Простился с ним писатель и побежал догонять гроб, движимый живым желанием выразить в последний раз своё уважение к литературе; догнал — стало провожатых десятеро, увеличился писателю почёт. Встречный народ удивляется:
— Глядите-ка, как писателя-то хоронят, ай-яй!
А понимающие люди, проходя по своим делам, не без гордости думают: «Заметно, что значение литературы всё глубже понимается страною!»

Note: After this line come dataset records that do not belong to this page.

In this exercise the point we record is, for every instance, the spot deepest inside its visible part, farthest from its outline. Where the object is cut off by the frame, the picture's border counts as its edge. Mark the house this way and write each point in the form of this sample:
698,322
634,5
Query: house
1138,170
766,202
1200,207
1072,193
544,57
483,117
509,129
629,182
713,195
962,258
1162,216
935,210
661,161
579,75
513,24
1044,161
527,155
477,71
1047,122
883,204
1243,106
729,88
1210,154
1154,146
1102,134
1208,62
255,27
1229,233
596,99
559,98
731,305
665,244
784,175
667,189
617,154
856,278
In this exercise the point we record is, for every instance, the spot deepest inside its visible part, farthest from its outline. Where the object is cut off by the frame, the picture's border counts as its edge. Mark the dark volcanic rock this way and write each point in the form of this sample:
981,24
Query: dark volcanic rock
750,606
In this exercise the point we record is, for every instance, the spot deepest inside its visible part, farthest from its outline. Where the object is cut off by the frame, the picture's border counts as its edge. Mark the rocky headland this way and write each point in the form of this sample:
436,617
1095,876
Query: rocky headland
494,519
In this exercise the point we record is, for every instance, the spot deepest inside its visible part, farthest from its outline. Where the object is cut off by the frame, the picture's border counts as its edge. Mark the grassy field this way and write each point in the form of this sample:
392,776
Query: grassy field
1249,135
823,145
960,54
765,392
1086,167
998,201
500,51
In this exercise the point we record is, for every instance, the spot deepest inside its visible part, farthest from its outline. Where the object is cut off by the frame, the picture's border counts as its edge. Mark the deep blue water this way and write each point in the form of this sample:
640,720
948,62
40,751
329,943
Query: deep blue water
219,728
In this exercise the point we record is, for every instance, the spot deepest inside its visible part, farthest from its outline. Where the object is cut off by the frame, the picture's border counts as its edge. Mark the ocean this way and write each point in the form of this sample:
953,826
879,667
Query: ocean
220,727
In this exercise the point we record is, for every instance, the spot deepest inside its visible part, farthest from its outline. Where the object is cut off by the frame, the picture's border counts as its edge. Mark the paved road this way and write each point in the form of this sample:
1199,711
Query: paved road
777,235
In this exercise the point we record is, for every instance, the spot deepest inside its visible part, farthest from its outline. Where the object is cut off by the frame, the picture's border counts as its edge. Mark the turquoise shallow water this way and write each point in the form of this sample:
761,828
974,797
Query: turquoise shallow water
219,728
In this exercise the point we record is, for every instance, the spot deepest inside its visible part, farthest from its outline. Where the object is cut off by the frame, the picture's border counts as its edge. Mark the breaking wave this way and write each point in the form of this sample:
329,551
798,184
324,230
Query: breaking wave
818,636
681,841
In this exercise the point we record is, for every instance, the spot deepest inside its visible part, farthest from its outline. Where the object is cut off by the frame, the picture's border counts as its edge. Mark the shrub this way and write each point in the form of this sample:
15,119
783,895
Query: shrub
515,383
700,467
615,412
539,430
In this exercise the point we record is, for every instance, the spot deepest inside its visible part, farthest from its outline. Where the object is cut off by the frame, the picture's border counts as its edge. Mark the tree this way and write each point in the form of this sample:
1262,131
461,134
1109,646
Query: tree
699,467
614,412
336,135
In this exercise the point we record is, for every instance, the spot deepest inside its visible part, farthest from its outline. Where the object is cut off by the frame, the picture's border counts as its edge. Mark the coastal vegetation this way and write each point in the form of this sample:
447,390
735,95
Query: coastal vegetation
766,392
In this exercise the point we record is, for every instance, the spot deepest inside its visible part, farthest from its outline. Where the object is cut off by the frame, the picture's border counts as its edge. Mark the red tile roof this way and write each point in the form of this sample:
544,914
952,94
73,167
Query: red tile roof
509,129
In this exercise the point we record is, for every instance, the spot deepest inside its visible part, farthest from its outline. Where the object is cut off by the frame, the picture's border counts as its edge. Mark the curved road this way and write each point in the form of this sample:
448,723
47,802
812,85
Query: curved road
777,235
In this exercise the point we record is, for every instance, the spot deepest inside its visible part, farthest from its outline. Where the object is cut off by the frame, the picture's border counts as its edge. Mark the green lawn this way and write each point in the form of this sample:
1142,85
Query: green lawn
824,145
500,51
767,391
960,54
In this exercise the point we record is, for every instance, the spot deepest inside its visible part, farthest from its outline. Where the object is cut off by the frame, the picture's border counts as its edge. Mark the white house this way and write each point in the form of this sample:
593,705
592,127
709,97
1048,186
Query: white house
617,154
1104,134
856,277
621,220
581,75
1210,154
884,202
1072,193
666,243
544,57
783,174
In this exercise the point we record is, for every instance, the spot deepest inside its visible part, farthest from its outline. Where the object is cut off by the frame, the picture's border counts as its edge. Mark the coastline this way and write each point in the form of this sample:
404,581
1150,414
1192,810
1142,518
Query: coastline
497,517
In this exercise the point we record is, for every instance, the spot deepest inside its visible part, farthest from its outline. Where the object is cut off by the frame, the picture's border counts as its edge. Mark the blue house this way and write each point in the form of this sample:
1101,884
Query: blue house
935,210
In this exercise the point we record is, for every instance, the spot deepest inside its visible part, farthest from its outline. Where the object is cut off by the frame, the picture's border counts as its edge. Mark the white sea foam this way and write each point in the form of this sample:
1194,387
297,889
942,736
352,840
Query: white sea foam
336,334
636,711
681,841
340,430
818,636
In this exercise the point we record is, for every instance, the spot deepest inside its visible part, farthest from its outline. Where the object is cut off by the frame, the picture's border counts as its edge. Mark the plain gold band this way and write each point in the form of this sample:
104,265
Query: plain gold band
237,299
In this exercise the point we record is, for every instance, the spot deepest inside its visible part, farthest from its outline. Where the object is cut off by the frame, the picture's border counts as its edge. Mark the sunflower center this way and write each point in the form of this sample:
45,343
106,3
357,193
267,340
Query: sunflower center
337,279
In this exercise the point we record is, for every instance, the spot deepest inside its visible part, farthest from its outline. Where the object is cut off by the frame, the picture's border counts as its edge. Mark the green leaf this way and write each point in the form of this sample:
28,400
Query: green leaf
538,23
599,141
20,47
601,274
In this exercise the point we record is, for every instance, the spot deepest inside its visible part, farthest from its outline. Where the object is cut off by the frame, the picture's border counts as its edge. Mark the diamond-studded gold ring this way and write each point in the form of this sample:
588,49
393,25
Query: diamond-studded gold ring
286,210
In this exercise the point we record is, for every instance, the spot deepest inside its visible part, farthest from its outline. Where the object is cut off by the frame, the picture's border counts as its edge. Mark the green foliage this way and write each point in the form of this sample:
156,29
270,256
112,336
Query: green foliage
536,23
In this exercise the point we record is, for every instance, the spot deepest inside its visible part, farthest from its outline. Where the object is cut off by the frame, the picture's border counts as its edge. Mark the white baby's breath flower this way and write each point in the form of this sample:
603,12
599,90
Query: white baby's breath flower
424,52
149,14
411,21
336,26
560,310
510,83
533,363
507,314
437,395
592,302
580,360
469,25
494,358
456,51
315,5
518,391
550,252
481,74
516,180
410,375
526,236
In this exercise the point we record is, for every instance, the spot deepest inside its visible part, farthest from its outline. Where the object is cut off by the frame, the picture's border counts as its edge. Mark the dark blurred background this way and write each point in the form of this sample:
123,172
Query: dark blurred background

Идёт писатель за своим гробом, будто поклонник литературы и друг умершего, беседует с фонарщиком.
— Знавали покойника?
— Как же! Кое-чем попользовался от него.
— Приятно слышать!
— Да. Наше дело — дешёвое, воробьиное дело, где упало, там и клюй!
— Это как надо понять?
— Понимайте просто, господин.
— Просто?
— Ну, да. Конечно, ежели смотреть с точек зрения, то — грех, однако — без жульничества никак не проживёшь.
— Гм? Вы уверены?
— Обязательно так! Фонарь — как раз супротив его окна, а он каждую ночь до рассвета сиживал, ну, я фонаря и не зажигал, потому — свету из его окна вполне достаточно — стало быть, одна лампа — чистый мне доход! Полезный был человек!
Так, мирно беседуя то с тем, то с другим, дошёл писатель до кладбища, а там пришлось ему речь говорить о себе, потому что у всех провожатых в тот день зубы болели, — ведь дело было в России, а там у каждого всегда что-нибудь ноет да болит.
Недурную сказал речь, в одной газете его похвалили даже:
«Кто-то из публики, напомнивший нам по внешнему облику человека сцены, произнёс над могилой тёплую и трогательную речь. Хотя в ней он, на наш взгляд, несомненно переоценил и преувеличил более чем скромные заслуги покойника, писателя старой школы, не употреблявшего усилий отделаться от её всем надоевших недостатков — наивного дидактизма и пресловутой «гражданственности», — тем не менее, речь была сказана с чувством несомненной любви к слову».